Outra certeza que o treinador do Rio de Janeiro tem é que não concorrerá ao cargo de governador do Rio de Janeiro como andou sendo noticiado recentemente em alguns veículos de imprensa. Surpreso com a especulação, o treinador não faz ideia de onde surgem essas informações.
– Nunca tive vontade de nada disso, não disse nada disso, as pessoas especulam, acho que é uma ausência, uma carência de nomes, de pessoas, é uma situação de tanto desespero que as pessoas vivem buscando alguma coisa.

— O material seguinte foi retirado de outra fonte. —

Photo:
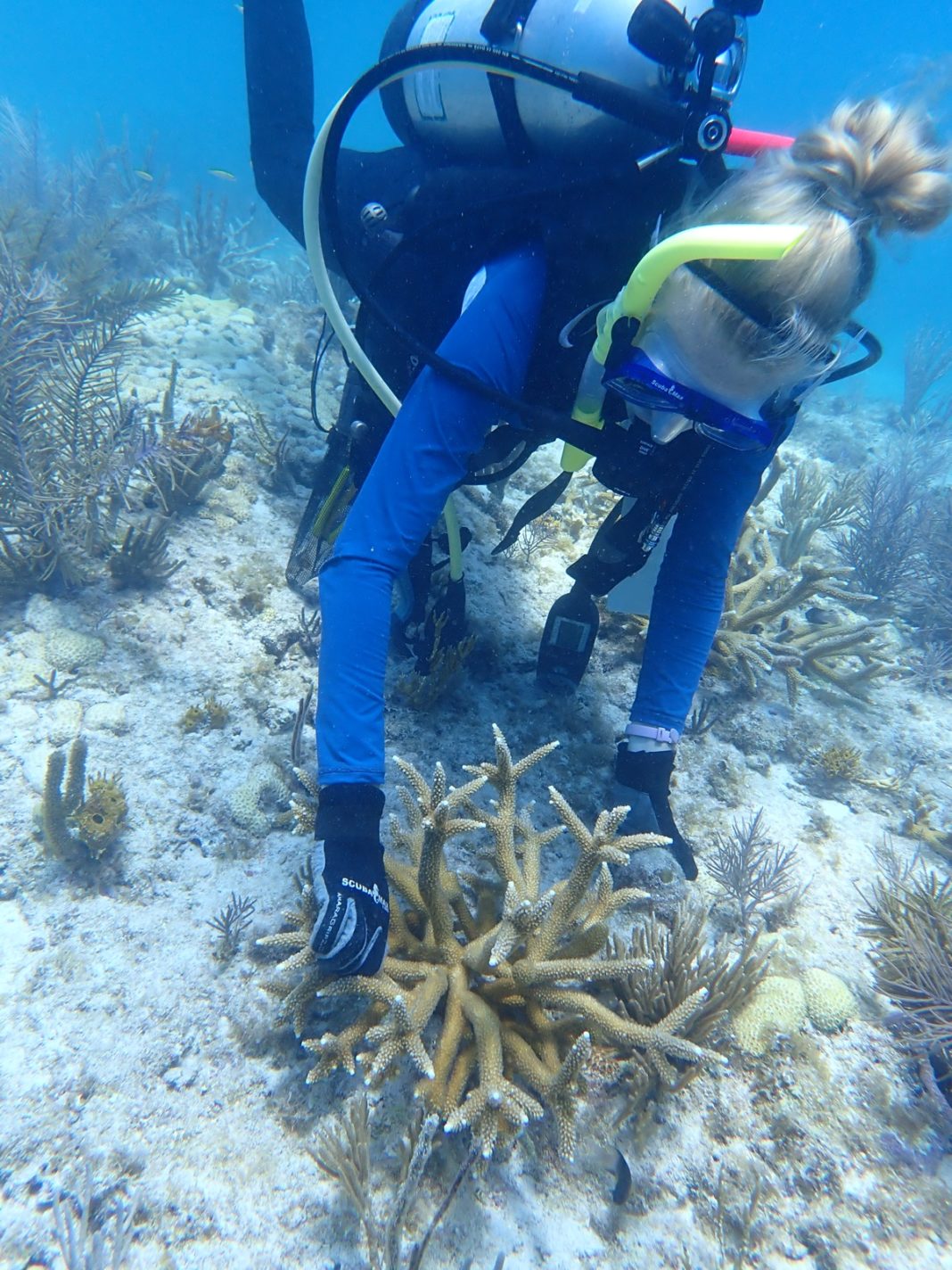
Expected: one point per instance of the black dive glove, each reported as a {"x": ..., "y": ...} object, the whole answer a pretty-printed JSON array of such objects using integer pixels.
[
  {"x": 349, "y": 881},
  {"x": 649, "y": 778}
]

É muito importante que se diga que não existe mito ou salvador que vai chegar lá transformando um time em vencedor, isso é um processo muito mais complexo. Na rua agora as pessoas cobram, “estou contigo”. O que significa estou contigo? Eu não preciso de torcedor, preciso de gente que faça, que cada um faça bem a sua parte. Quem precisa de torcedor é time de futebol, de vôlei. Mas eu tenho um problema muito sério, eu não consigo não me incomodar com as coisas erradas. Nós estamos vivendo um momento hoje no país como um tudo, mas no Rio em especial, que a única coisa que eu ouço dos pais dos jovens é que querem mandar seus filhos embora. Que futuro nós vamos ter? Quando eu deixei a seleção tive convites para ir embora e uma das coisas que pensei foi: “se eu for embora agora que sinal estou dando para algumas pessoas que gostam de mim e me admiram”. Eu não gostaria de jamais ser o protagonista, mas gostaria de poder ajudar a fazer alguma coisa. Minha grande angústia hoje é saber como eu posso ajudar. Eu não sei, tenho refletido sobre isso, durmo mal pensando em como. Eu não tenho uma resposta, tudo que saiu em relação a isso não é verdade – afirmou.
Admirador do bom futebol e das coisas certas, Bernardinho aponta a seleção da Copa de 1970 e o Barcelona de Guardiola como os grandes times que viu jogar. Mas, surpreendentemente, ao contrário da maioria dos brasileiros, o técnico do Rio de Janeiro não suspira pela seleção de 1982. Embora considere Telê Santana um dos treinadores que admira na sua extensa lista de prediletos, que conta ainda com nomes como Phil Jackson, Ruben Magnano, Pepe Guardiola, Jose Mourinho, Tite, Jesus Morlán, treinador da canoagem brasileira nos Jogos do Rio, entre outros, Bernardinho tem outras preferências.
– Primeira Copa do Mundo que eu vi foi a de 70, que foi aquela coisa de televisão em casa, ainda mais depois da decepção que ouvi pelo rádio em 66. Brasil incrível, Tostão, Gérson metendo bola para o Jairzinho na frente, Rivellino e Pelé. Depois de 70, o pessoal fala de 82, eu vi boas atuações e tudo, mas, sabe, não é que tenha me encantado. Eu gostei, era um time realmente bacana, o Telê era um cara genial, mas não foi uma coisa que me encantou. Recentemente o Barcelona do Guardiola fez coisas incríveis, encantadoras. O Real Madrid atual também, mas quando tinha o Barcelona eu parava para ver. Tem, eu vejo, mas não sou cara de parar para ver, e o Barcelona eu parava. Mesmo sem a seleção eu tenho menos tempo para ver, trabalho muito, muitas palestras e eventos, viajo muito, dando aula, fazendo uma série de coisas para me encontrar, mas não posso largar isso aqui senão eu morro. É literal. Eu gosto muito dos últimos times da Alemanha também, não por causa do 7 a 1 e nem da última Copa, mas pelo lado europeu, eu vejo a Alemanha e percebo a eficiência colocada ali – destacou Bernardinho, que para finalizar apontou seus dois jogos inesquecíveis.
– A final da Copa de 70 entre Brasil e Itália e aquela virada do Barcelona em cima do Paris Saint Germain, no ano passado, na Liga dos Campeões. Aquilo ali, para. O último lance do Neymar, que ele dá aquele passe, a bola quica na hora que o cara meteu para o gol, parou, fecha e não precisa fazer mais nada. Uma coisa espetacular, uma puta de uma emoção envolvida. Realmente foi inesquecível.